For full disclosure: I co-founded a company called mSpoke, which has technology that allows individuals to do exactly what I’m describing. In my view it is a superior approach to helping individual’s discover and filter content.

Theme 3: Social Graph

Between Kevin Marks giving an overview of Open Social, Brad Feld and Alex Iskold launching Closed Private, and Facebook announcing their advertising system, the conversations around leveraging an individual’s social graph were inevitable. While there seemed to be optimism about the long-term impact of an individual’s social graph data, the conversation consistently noted how poorly our online social networks are at reflecting our actual real life social networks. Specifically, there were two components to this:

  • The amount of data in other systems such as our cell phone and email that may reflect parts of our social network better;
  • The desire for multiple levels, or some type of hierarchy, of different contacts which better reflect the relationships.

My Take:

I’m very optimistic about the long-term impact of both OpenSocial and Facebook’s ad system. However, it’s early and I agree that currently those systems don’t mirror reality.

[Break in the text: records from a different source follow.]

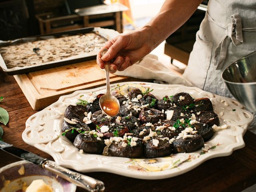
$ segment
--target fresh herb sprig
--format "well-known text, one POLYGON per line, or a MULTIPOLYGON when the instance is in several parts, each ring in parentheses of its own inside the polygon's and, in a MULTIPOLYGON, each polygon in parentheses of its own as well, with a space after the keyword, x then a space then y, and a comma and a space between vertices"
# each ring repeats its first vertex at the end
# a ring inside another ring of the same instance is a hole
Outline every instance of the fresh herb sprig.
POLYGON ((65 136, 66 134, 66 133, 70 131, 71 131, 71 133, 73 134, 75 130, 78 132, 79 133, 81 133, 82 134, 83 134, 85 133, 88 133, 90 131, 90 130, 88 131, 84 131, 82 130, 81 130, 80 129, 78 128, 76 128, 76 127, 72 127, 72 128, 70 128, 69 129, 66 130, 64 132, 61 133, 60 135, 58 136, 58 137, 60 137, 62 135, 63 136, 65 136))
POLYGON ((115 137, 118 137, 119 136, 119 134, 118 133, 118 131, 117 130, 115 130, 113 132, 113 134, 115 137))
POLYGON ((186 118, 184 120, 184 122, 182 123, 179 119, 177 119, 173 126, 176 129, 178 129, 178 128, 180 127, 184 128, 187 127, 192 127, 191 124, 190 123, 191 120, 191 119, 188 119, 186 118))
POLYGON ((143 92, 142 94, 143 94, 143 95, 147 95, 149 93, 150 93, 153 90, 154 90, 154 89, 152 89, 152 90, 150 90, 150 89, 149 88, 148 88, 146 92, 143 92))
POLYGON ((86 100, 83 100, 82 99, 78 99, 78 100, 79 101, 79 102, 77 102, 76 104, 77 105, 83 105, 84 106, 86 106, 88 104, 89 104, 88 102, 86 100))

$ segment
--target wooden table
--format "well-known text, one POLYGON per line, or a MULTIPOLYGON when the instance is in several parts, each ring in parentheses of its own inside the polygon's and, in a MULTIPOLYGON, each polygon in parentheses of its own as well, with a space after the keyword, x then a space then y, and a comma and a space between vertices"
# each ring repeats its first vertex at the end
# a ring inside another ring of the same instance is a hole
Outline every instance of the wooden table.
MULTIPOLYGON (((52 158, 22 140, 27 119, 34 114, 14 78, 0 71, 0 106, 10 115, 7 126, 1 125, 6 142, 40 156, 52 158)), ((256 135, 247 131, 246 146, 229 156, 211 159, 193 170, 172 178, 142 180, 106 172, 85 174, 103 181, 106 192, 240 192, 256 183, 256 135)), ((0 167, 20 159, 0 150, 0 167)), ((84 191, 78 188, 78 192, 84 191)))

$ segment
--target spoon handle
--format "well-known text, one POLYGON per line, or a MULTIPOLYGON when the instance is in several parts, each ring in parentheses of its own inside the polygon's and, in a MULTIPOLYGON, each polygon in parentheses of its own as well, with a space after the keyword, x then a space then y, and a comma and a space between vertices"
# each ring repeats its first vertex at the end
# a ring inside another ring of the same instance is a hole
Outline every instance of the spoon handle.
MULTIPOLYGON (((103 51, 101 52, 101 55, 103 56, 106 53, 107 49, 105 49, 103 51)), ((107 88, 106 90, 106 94, 110 94, 110 80, 109 78, 109 68, 110 67, 110 62, 108 61, 106 62, 105 64, 105 72, 106 73, 106 79, 107 84, 107 88)))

One specific concern I have is that it will be important for Facebook to continue evolving to support more than a network of my college friends. For example, I attend a number of conferences – and after each conference people I’ve met add me to their Facebook network. Interestingly, a few conferences ago one 40+ year old man tried to get me to confirm the detail request that “we hooked up.” I know what he meant, but I’m happily married to a beautiful wife and assure you that we didn’t hook up! If Facebook is becoming another professional network, then the options you can choose just don’t mirror reality right now. Just look at the screen shot below:

Theme 4: User Centric Identity

During the the first day, conference organizer Eric Norlan said something quite profound: “the individual is always the point of integration.” Many of the conversations at the conference seemed to assume that user centric identity was solved online or would be solved.

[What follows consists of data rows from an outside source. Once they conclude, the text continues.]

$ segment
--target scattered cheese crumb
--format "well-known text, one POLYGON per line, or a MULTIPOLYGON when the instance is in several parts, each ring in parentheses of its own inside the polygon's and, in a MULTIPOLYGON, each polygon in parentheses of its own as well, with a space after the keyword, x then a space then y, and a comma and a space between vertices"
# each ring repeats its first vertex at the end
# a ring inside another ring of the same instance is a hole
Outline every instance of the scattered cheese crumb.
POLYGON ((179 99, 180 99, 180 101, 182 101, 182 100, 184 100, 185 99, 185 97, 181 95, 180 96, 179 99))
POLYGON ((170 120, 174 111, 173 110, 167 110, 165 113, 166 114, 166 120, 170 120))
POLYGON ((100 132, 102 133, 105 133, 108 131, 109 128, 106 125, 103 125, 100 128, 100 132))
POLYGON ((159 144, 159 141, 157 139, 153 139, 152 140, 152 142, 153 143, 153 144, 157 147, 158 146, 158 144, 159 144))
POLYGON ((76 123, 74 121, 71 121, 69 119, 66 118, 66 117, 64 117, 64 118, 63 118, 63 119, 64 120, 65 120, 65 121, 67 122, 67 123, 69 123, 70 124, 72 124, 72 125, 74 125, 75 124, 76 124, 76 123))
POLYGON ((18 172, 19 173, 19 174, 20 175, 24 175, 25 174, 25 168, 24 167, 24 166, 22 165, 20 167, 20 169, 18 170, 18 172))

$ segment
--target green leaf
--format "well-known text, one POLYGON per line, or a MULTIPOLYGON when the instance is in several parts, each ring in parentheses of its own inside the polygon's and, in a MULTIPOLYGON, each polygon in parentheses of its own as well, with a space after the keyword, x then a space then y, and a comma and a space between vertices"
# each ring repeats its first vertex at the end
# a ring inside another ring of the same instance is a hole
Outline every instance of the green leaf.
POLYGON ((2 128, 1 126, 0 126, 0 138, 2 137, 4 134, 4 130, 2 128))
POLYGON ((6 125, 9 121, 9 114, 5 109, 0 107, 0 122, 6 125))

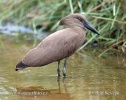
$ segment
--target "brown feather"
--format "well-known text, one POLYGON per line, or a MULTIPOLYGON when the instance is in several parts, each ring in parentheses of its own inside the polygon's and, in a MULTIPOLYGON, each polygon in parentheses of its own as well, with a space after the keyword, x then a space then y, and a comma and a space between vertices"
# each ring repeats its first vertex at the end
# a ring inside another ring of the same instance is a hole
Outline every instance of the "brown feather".
POLYGON ((22 62, 28 66, 43 66, 59 61, 72 55, 82 45, 84 37, 84 31, 80 28, 57 31, 30 50, 22 62))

Dick Hardt gave a presentation at the conference etitled “Defragging Identity.” If you don’t know Dick, he is probably most famous for his keynote at OSCON. The presentation here was delivered in the same style. His key point was that ‘trust defrags identity’, because in an online world you can’t use the intuition you do offline to determine if someone is who they say they are.

My Take: User centric identity is an important topic for us as an industry to be talking about. I expected Eric to include it as a theme on the agenda and I’m glad he did. It’s critical infrastructure for the three themes already discussed. I actually have another expert in user centric identity as my next interview on Read/WriteTalk, so if you want to learn more subscribe in iTunes now.

Theme 5: Enterprise Customers Arrive

Eric had tipped his hat to this in a post on the Defrag blog, where he said:

“I see a lot of the companies in the ‚Äúdefrag space‚Äù (including a lot of our sponsors) starting on the consumer-side of things. I also see nearly all of them making the shift toward the enterprise.”

My Take: I spent two years selling enterprise software as an entrepreneur. I was actually quite good at it signing up a number of blue chip customers. However, I can’t imagine going back and focusing on it again. That said, I think my reaction is more towards enterprise sales, versus seeing enterprises adopt these tools. It’s great that a lot of web tools can be purchased now with a credit card, or even better are ad supported. In those cases, individuals can get started with the tool almost immediately and with limited overhead. Those types of opportunities are exciting.

Conclusion

So those are the big themes I left Defrag thinking about. I’m still processing each of then. Therefore, I’d love to hear your thoughts and reactions. I also know many of you were in attendance, so were there any big themes I left out?